Improve the notice function

Problem

Patent owners often do not keep their records up-to-date at the Patent Office, making it nearly impossible for potential defendants to know what patents they infringe and appropriately make risk analyses before they move forward with a product. Patents are supposed and their related documents should be public to put parties on notice of what they can and cannot do; when those records aren’t public, inventors bear the cost.

Solution

All patent owners should be required to keep their disclosures up to date throughout the life of the patent, or else the patent will be unenforceable.

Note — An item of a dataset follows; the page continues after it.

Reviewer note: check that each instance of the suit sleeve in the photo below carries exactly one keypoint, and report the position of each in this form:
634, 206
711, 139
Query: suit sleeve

For example, patent owners should be required to update ownership and litigation records in a timely fashion. And, with the exception of relevant trade secrets, licenses to a patent should be reported within six months of their effective date.

Daniel Dobkin
R2 Semiconductor
Sunnyvale
CA
United States
Posted Jun 20, 2012 1:06 pm
  • Internet user
Folks: You're missing the much bigger picture. Because so much software is proprietary and also protected by copyright, no one knows if a patented software feature is actually novel: it is illegal in many cases to decompile to source code. That is, the prior art that ought to be readily searchable is legally invisible. If software is to be covered by patents it must be visible. If it is to be protected by copyright it cannot be patented.
up
480 thumbs up.
Mike Boucher
Dakota Legal Software, Inc.
Lafayette
CO
United States
Posted Sep 5, 2012 1:05 pm
  • Patent owner
  • Software developer / engineer
  • Internet user
  • Victim of patent troll
See my previous comment about another part of your proposals about getting a patent attorney involved in drafting your proposal. Some of the other stuff is a bit off, but this one is embarrassing.

The proposal says that "patent owners should be required to keep their disclosures up to date." A disclosure is part of the patent filing. It discloses the invention. The invention doesn't change, so the disclosure doesn't change. It doesn't get updated. It can't be updated. The invention is what the invention is.

Perhaps you're thinking that the list of related art should be updated. Why? Subsequent art does not affect the prosecution of a patent and, sort of by the definition of time, no new prior art appears. That's how time works.

The proposal states that "licenses to a patent should be reported within six months of their effective date." Again, why? License agreements do not expand the scope of a patent. If you infringe an unlicensed patent, you infringe a licensed patent, and vice versa. This has exactly zero to do with the stated problem of "put[ting] parties on notice of what they can and cannot do."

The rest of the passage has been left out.